But I digress. As I've said, this post is about hummus, that other longstanding challenge to good taste. Like The Sisters, its reputation is only partially deserved and somewhat dependent on context. Just as no one ever asked for a party where nothing else was played (remember those?), similarly, no one wants to wander toward a table only to find it groaning under the weight of ten bowls of sludgy, putty-hued pea paste intermittently studded with something resembling toenail clippings and/or bunion parings. Jesus H Christ no.
As with jam, the interweb is heaving with bullshit about hummus and chickpeas in general, I presume because hippiedom is an oral culture and many of their practices are utterly dependent on the drowsy power of ignorance for their survival and enjoyment. My personal journey toward homemade hummus began in the supermarket when I picked up a pottle of my favourite kind and found myself staring at something half the size it had been the week before at the same exorbitant price. Rage took over. Morbid bibliophilia served me as never before. I became informed, and Cicer arietinum yeilded its blushing secrets to the harrowing force of my penetrating intellect. Which means it's all pretty basic and there was never any mystery to begin with.
Change the water at least once. I leave them on the sink in cool weather but if you're tropical or summery, stick them in the fridge to be safe. I don't add salt at this stage.
They will swell. That is good and necessary. I started out with less than half this volume dry.
I fill this here saucepan two-thirds with cold water. You can add salt if you wish. Bring to the boil and let it bubble away for about ten mins, then turn the temp right down to a low simmer, stirring to make sure none are sticking to the bottom. Put the lid on and let them go for at least 45mins. There aren't any shortcuts, I'm afraid. But you can go and do something else at this point since they don't tend to get into trouble on their own. Let's have a bit of Sisters while we're waiting. NB,WF? Ahhh... le temps perdu, eh?
The chickpea on the bottom right is the sort of thing you want to see after another half hour.
The pea collapses into a squishy floury paste with very little pressure; you can see the beginnings of hummus around the edges. Drain the pot and keep all the onion and garlic, some carrot and a little of the cooking stock aside. If you think you've made too much you can freeze the excess cooked peas at this point and mash them up at a later date, defrosting first. Or put them in the fridge and use them for something else- a dhal or stew.
Okay, so this is important. The chickpea directly below has been simmered for around half an hour and is not ready. Although the skin will come off when pressed with a finger, the pea itself is still firm-ish and visibly retains some of its structure. This is a stomach ache waiting to happen. Do not proceed. Simmer another 20 mins at least.
From top, clockwise:
-shitty old stock carrot
-big spoon of tahini paste
-the boiled garlic
-decent olive oil
-half a big lemon
-teaspoon of pepper
-in the middle, a big tablespoon of harissa.

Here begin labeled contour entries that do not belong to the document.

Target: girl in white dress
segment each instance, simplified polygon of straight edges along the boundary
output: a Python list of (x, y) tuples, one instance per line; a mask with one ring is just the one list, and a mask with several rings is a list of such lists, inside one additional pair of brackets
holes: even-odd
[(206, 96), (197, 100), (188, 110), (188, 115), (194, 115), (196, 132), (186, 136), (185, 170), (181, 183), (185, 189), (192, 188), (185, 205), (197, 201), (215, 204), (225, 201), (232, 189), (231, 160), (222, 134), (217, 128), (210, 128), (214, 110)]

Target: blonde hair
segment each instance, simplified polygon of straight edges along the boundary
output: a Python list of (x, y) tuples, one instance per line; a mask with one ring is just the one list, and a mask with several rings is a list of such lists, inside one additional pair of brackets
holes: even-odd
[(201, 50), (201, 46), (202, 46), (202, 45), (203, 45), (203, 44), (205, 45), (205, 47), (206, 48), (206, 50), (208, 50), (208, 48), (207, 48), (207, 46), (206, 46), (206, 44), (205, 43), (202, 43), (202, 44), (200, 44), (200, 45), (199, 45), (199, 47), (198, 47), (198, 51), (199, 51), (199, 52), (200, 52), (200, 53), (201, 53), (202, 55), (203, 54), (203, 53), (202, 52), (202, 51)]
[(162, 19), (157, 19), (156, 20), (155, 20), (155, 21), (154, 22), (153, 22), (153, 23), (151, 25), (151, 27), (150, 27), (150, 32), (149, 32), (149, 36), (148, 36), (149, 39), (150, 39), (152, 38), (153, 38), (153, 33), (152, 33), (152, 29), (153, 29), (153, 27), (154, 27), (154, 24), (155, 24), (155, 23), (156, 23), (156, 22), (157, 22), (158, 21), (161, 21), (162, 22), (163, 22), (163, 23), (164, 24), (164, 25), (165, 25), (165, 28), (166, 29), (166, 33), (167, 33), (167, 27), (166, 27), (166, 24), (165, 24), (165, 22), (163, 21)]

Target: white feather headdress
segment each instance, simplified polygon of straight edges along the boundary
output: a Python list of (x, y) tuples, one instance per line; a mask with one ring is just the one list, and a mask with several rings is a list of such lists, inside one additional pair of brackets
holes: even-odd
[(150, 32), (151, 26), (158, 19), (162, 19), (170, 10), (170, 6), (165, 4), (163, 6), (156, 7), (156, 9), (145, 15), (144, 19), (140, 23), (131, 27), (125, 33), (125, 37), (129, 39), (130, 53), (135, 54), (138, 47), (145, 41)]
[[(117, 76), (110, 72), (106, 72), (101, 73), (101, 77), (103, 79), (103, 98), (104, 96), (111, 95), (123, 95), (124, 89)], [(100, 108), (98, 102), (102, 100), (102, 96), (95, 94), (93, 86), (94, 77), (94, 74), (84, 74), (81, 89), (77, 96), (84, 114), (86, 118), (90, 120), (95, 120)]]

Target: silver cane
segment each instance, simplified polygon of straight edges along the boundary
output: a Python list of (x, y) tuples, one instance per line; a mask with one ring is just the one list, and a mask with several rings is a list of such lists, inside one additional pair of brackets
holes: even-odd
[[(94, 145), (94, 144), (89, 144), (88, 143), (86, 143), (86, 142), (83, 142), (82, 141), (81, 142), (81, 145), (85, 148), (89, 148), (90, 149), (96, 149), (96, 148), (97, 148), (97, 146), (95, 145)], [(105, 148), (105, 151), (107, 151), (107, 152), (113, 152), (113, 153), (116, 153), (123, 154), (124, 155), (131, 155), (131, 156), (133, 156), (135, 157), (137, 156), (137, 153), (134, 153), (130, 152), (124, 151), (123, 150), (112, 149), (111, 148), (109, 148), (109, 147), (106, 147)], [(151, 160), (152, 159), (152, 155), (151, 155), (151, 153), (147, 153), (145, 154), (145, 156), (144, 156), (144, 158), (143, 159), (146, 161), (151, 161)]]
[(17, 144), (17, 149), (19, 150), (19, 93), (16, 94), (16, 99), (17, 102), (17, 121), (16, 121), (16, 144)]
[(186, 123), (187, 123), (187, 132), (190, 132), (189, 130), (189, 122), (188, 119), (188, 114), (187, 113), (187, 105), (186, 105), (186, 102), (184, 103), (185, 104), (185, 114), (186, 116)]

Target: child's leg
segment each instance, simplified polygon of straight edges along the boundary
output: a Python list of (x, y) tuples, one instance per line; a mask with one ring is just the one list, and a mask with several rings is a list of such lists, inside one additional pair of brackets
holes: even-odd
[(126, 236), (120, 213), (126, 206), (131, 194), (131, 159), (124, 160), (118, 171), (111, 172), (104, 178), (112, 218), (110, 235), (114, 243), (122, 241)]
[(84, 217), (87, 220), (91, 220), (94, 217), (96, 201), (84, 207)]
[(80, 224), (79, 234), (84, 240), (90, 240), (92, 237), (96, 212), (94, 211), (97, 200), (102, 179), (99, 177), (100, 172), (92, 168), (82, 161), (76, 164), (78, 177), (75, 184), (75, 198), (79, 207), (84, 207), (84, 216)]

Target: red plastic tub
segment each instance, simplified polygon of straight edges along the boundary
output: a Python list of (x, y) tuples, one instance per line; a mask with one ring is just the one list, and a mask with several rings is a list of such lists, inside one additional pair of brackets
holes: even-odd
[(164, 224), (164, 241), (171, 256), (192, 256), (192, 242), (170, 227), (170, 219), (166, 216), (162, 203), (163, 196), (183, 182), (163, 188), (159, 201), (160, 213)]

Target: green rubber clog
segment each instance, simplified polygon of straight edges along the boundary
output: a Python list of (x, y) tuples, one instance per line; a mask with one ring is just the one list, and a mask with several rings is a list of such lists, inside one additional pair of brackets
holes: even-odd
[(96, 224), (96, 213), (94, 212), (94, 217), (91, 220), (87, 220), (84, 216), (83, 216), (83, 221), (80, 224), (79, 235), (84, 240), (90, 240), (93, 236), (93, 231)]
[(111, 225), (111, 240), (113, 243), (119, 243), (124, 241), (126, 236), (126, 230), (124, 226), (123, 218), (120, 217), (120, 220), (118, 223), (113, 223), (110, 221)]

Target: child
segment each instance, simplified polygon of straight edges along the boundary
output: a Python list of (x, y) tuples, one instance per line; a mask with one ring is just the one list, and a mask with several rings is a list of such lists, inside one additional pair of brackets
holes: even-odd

(+ the unseen stock onion)
It's all about your own personal prefs, though. Classic, plain hummus is just lemon juice, garlic, salt and tahini. Juice the lemon and squeeze the garlic out of its skins; dump all the flavours you're planning to use into the drained peas. You can add a little stock to the mix if you prefer a lighter consistency. (If you're really set on toothpaste-smooth super-hummus, rub off the pea skins and discard, leaving only the fudgy pea. This is stupidly laborious and pointless unless you're deliberately trying to impress/piss someone off with your clearly superior but totally unassuming and almost godlike expertise. But I wouldn't know anything about that, obviously.)
UPDATE! FROZEN HUMMUS IS FINE- IN FACT, I SUSPECT IT'S EVEN MORE DELICIOUS AFTER THE FLAVOURS HAVE HAD A CHANCE TO INTEGRATE FOR A WHILE. FREEZE AWAY.
EDIT: and yes I was spelling hummus with one m until now because I'm a complete retard.